Raddoppiato il lavoro sommerso

03/06/2003

ItaliaOggi (Primo Piano)
Numero
128, pag. 3 del 31/5/2003
di Teresa Pittelli


Lo rivelano gli ultimi dati dell’Istituto nazionale di previdenza relativi all’attività di vigilanza.

Raddoppiato il lavoro sommerso

Nei primi tre mesi dell’anno registrato un boom del 101%

Raddoppia il lavoro nero nel 2003. Tra aziende e lavoratori autonomi non iscritti, il sommerso tra gennaio e marzo ha registrato un boom del 101,14% rispetto allo stesso periodo del 2002. Mentre è diminuito il lavoro irregolare, tranne che per i lavoratori autonomi, che in 9 casi su 10 (tra sommersi e irregolari) lavorano in violazione degli obblighi di legge. Sono i dati dell’Istituto nazionale di previdenza relativi all’attività di vigilanza nei primi tre mesi del 2003, dunque, il nero cresce.

Mentre resta alto, ma è in calo, il numero di aziende trovate irregolari rispetto a quelle visitate. Se nel primo trimestre del 2002 rappresentavano il 60%, infatti, a marzo di quest’anno la percentuale si è ridotta dell’8%, passando al 52%. Diminuiti anche i lavoratori impiegati irregolarmente, che erano quasi 33 mila nel 2002, mentre oggi sono poco più di 23 mila, quasi un terzo in meno. In linea con la generale frenata delle occupazioni irregolari, sono calati anche i contributi evasi, che per gennaio-marzo 2003 ammontano a 126 milioni di euro, cioè quasi il 40% in meno dell’evasione scovata nel 2002. Di questi, 67 milioni, cioè il 53% del totale, sono la parte imputabile al lavoro nero, e 59 milioni (47% del totale) ad altre omissioni contributive.

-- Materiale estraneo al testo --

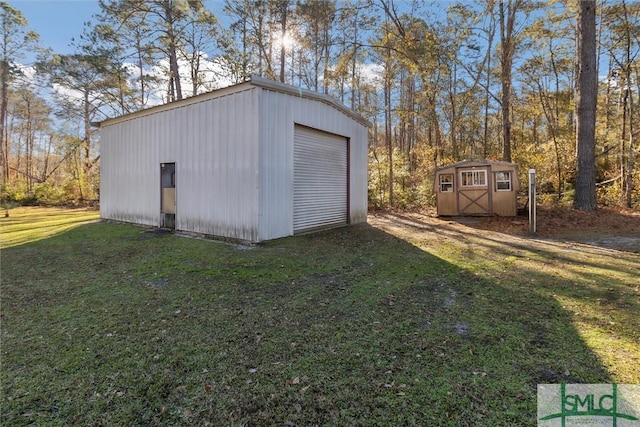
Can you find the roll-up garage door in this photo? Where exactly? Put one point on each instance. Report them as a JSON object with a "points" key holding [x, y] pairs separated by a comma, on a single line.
{"points": [[320, 180]]}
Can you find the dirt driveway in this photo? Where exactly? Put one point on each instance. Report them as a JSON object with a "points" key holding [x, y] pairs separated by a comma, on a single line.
{"points": [[606, 229]]}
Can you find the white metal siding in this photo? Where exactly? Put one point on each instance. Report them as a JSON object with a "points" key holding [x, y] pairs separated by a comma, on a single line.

- Boom del nero tra gli autonomi. Tra gennaio e marzo di quest’anno l’istituto guidato dal commissario Paolo Sassi ha effettuato 41.630 ispezioni, non solo nelle aziende dell’area Dm, ma anche tra quelle agricole, tra i lavoratori autonomi e i collaboratori coordinati e continuativi. Proprio il dato sui lavoratori autonomi è uno dei più rilevanti, dal momento che delle 7.975 posizioni fuori legge classificate dall’Inps come ´aziende in nero e lavoratori autonomi non iscritti’, la parte da leone la fanno proprio i secondi con 5.643 soggetti, soprattutto commercianti (4.276), mentre gli artigiani 1.357. Non solo. Ma anche tra gli autonomi iscritti all’Inps la percentuale degli irregolari è del 51%. Le aziende non agricole in nero, invece, sono 1.858, +14% rispetto al 2002.

- Meno irregolarità. Risultano però diminuite le irregolarità, con un calo del 29,18% dei lavoratori impiegati in violazione di qualche norma, e dell’8% della percentuale di aziende non in regola rispetto a quelle visitate. Il loro numero resta però sempre alto, dal momento che una su due, cioè il 52%, non rispetta integralmente le normative sul lavoro.

Al miglioramento, comunque, corrisponde una diminuzione dell’evasione contributiva, che in un anno si è quasi dimezzata passando da 206,9 milioni di euro accertati nel 2002 ai 126 milioni di oggi. Secondo l’Inps ´i minori valori registrati nel numero dei lavoratori irregolari e negli importi accertati vanno attribuiti principalmente agli effetti della l. 383/2001 sull’emersione, e alla recente normativa sulla regolarizzazione degli extracomunitari’. Lo sforzo degli organi di vigilanza, inoltre, dovrebbe aver indotto le aziende a un maggior rispetto degli obblighi contributivi. Non a caso gli 007 dell’Inps hanno ridotto i tempi delle ispezioni, e tra il 2001 e il 2003 hanno raddoppiato la media delle aziende ispezionate.